“What’s my workout for today?” I ask my sunglasses. “You’re going two miles on the flat,” they respond. The man walking by shoots me an odd look; other than the earphones, there are no obvious signs I have any technology on me at all. For a short moment I feel silly, but this is exactly what hearable technology should be: discreet, comfortable, human.
We’ve seen some intriguing developments in hearables this year, and Oakley’s Radar Pace arrives at an interesting time for the category. It’s also one of the most impressive hearable devices we’ve used, in regards to both its artificial intelligence and its abilities as a fitness coach.
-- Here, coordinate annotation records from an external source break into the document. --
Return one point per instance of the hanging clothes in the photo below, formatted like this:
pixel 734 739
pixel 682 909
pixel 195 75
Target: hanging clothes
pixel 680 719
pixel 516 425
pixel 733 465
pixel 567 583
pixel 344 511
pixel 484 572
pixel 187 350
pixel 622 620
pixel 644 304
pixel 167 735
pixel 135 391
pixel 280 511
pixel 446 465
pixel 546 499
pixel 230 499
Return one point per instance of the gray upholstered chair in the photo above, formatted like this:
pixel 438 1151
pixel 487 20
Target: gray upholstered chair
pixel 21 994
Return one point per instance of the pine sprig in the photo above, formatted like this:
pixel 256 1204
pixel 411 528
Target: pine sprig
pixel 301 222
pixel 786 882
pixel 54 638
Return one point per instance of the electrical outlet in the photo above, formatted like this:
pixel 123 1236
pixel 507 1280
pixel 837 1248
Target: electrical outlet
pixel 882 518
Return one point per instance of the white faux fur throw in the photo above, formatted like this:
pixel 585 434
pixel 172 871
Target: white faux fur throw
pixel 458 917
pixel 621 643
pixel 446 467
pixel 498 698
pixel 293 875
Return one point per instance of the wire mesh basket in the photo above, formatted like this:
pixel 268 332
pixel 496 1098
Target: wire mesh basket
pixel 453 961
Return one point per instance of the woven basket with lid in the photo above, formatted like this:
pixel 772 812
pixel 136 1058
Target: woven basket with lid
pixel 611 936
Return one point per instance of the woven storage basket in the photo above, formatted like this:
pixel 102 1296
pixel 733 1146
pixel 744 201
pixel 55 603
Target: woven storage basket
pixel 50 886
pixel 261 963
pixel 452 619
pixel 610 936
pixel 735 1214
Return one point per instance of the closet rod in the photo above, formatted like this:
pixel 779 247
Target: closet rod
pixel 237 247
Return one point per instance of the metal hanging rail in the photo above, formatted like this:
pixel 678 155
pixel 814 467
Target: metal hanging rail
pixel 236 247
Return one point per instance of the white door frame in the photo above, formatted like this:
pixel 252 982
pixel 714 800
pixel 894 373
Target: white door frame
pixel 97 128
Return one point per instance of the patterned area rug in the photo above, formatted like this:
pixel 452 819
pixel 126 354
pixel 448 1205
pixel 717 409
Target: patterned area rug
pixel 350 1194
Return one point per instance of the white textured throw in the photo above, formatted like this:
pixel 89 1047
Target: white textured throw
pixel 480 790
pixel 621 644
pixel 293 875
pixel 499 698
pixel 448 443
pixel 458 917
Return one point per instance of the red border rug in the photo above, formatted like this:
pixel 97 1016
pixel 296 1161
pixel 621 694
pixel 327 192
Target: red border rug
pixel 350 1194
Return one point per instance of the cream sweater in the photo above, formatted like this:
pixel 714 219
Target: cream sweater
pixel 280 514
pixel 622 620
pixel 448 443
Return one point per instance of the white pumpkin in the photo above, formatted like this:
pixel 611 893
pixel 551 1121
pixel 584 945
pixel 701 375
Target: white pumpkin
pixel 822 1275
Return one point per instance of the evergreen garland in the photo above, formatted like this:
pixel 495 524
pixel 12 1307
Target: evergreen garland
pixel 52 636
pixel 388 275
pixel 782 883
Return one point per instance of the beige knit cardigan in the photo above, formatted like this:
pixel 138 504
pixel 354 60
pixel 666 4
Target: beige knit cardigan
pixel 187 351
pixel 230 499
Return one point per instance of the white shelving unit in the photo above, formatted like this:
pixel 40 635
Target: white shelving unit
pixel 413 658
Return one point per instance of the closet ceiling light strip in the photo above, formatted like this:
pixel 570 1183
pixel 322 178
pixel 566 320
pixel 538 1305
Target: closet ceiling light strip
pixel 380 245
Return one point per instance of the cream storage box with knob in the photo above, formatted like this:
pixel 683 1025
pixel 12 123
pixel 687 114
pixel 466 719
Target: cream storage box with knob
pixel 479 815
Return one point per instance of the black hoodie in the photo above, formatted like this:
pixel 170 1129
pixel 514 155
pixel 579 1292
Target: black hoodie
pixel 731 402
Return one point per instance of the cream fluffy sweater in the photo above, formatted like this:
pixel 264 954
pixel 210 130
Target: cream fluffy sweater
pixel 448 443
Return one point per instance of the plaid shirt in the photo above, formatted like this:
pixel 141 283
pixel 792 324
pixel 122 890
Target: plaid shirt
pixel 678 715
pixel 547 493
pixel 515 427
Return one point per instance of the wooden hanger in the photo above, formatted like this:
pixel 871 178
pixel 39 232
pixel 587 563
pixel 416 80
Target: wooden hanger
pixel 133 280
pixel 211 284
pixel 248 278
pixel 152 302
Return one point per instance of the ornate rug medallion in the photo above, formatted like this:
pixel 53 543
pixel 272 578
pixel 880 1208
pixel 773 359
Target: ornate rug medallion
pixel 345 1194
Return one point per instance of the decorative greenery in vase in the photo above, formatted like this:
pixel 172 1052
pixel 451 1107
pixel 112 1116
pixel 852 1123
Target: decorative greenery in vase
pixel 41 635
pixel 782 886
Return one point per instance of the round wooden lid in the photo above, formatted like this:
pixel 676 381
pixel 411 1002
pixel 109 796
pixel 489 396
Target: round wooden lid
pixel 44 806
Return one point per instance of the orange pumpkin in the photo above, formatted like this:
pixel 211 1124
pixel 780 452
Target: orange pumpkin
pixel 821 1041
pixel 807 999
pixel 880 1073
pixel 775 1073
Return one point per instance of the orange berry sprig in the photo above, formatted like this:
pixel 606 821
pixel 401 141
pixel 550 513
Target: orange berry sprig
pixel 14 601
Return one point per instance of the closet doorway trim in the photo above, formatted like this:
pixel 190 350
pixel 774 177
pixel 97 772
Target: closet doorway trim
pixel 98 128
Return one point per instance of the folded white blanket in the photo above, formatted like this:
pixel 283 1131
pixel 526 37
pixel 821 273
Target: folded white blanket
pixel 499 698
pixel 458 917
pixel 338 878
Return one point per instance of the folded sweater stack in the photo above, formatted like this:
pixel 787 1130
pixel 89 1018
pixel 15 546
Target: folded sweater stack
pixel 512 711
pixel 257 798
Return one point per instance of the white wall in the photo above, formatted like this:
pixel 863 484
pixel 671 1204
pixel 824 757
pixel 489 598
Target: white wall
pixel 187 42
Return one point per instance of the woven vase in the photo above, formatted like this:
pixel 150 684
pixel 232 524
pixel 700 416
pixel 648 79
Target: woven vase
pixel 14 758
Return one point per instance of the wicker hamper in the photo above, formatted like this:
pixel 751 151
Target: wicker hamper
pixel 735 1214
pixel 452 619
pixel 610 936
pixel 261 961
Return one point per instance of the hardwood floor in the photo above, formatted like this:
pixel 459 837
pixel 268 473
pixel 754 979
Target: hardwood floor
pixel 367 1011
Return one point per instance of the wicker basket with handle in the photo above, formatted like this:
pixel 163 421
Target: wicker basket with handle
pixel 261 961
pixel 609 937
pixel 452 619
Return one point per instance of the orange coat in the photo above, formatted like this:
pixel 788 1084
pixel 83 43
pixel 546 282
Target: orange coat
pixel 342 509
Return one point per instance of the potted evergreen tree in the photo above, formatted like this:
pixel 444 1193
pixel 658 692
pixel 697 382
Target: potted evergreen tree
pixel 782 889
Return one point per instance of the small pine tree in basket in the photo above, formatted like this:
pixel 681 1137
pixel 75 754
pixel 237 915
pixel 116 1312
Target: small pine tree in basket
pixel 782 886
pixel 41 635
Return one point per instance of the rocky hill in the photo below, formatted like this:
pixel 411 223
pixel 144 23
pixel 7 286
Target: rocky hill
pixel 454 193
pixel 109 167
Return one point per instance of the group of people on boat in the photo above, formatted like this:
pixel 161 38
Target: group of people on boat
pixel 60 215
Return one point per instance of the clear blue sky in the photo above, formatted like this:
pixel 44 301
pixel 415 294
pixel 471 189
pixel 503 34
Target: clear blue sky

But first, some background: The Radar Pace is the result of a partnership between Oakley’s parent company Luxottica, and Intel, which has loaded its Real Speech technology into the frames. The idea was to build a wearable device that would provide meaningful coaching in real time, and converse in a more natural way. And to that end it’s done a great job, though at $449 it’s a hefty purchase
You might be wondering why I’m not referring to them as smartglasses. While they are technically glasses, you won’t be seeing anything on the lenses. It’s all about using your ears – and your voice, of course.
Oakley Radar Pace: Design and comfort
When I first picked up the Radar Pace glasses I was surprised by how light they were. Really, they’re barely heavier than a pair of normal sunglasses, and they don’t look much different. The Radar Pace was based on Oakley’s existing Radarlock glasses, and when the earbuds aren’t attached, any onlooker would be hard pushed to tell the difference.
They’re also very comfortable, with nosepads preventing any rub, and Oakley’s three-point fit system never causing any pinching or stress on the ears. The glasses come with reflective lenses in the frame, but you’ll also get some clear lenses in the case that can be swapped out for low-light conditions.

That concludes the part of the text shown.